Furthermore, the scientists explain, the enzymatic activity of P450 monooxygenase and glutathione S-transferase was significantly higher in the resistant population compared to the susceptible one.

P450 monooxygenase is responsible for metabolizing several substances, including insecticides; glutathione S-transferase (GST) binds to insecticide molecules and neutralizes their toxins, allowing the insect organism to eliminate them safely.

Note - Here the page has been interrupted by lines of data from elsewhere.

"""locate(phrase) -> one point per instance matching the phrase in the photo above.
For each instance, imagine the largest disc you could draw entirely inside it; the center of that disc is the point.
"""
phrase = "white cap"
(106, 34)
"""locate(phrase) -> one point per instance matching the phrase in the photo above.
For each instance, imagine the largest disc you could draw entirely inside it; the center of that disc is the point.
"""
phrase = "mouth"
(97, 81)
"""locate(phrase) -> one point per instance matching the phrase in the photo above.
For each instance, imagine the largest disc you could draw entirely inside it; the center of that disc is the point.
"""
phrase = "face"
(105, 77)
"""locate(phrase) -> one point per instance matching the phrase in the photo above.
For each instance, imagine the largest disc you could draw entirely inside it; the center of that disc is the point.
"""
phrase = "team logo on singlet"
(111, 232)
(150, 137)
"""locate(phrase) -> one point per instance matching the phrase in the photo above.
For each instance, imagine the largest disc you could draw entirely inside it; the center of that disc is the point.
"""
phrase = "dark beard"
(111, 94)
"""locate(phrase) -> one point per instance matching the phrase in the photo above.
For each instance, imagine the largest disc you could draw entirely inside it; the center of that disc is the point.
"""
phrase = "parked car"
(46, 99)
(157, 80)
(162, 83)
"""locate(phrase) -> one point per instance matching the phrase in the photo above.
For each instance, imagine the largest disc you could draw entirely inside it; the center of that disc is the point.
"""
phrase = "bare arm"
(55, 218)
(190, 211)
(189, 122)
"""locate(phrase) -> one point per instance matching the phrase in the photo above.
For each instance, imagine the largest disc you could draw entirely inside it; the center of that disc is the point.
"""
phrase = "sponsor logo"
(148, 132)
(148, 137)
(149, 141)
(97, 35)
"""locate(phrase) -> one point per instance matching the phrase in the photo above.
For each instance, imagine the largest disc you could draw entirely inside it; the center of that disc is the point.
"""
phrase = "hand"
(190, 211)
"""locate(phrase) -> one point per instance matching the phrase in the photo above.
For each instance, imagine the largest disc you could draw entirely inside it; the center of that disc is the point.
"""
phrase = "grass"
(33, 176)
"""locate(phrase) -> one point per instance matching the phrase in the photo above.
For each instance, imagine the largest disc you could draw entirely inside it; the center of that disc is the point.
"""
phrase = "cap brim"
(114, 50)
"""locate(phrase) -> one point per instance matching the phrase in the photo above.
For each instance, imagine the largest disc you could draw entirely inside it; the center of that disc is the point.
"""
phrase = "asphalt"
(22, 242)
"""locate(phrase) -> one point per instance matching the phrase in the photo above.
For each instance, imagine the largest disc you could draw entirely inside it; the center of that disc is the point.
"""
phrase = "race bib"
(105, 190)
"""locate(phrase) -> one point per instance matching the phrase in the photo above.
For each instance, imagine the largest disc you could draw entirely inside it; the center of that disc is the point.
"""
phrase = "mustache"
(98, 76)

Implications and future strategies

The development of resistance to tetraniliprole by Absolutely all highlights the urgent need to implement effective resistance management strategies. A practical approach is to rotate insecticides with different modes of action to reduce selective pressure on a single insecticide. Genetic and cross-resistance studies are essential to understand and slow the evolution of resistance.

Increasing metabolic detoxification is one of the main mechanisms of insecticide resistance in several pests. The study revealed that combined treatment with piperonyl butoxide increased the toxicity of tetraniliprole, indicating that P450 detoxification plays a role in resistance. The elevated enzyme activity in the resistant population suggests that resistance to tetraniliprole may be partially attributed to metabolic detoxification.

The discovery that resistance to tetraniliprole in Absolutely all is polygenic and incompletely dominant suggests that the evolution of resistance may be slow but persistent, making resistance management an ongoing challenge. It is crucial that researchers continue to monitor pest susceptibility and develop new integrated pest control approaches.

Mode of action of tetraniliprole

Tetraniliprole (tetraniliprole, C22H16ClF3N10O2, CAS 1229654-66-3, IRAC 28), a relatively new insecticide from the diamide class, acts, in simple terms, as follows…

• Prohibited: tetraniliprole enters the pest's body through ingestion or contact.

• Target: the pesticide travels to the ryanodine receptors located in the membranes of the endoplasmic reticulum.

• Connection: tetraniliprole binds to ryanodine receptors.

• Disturbance: The binding of tetraniliprole to ryanodine receptors disrupts the delicate balance of calcium flow within cells. Calcium, an essential signal for several cellular functions, becomes unregulated, throwing the cell into chaos.

• Paralysis: Calcium dysregulation leads to uncontrolled muscle contraction and paralysis. The pest is unable to move, feed or defend itself.

• Death: Without the ability to perform basic functions, the pest succumbs to multiple organ failure and dies.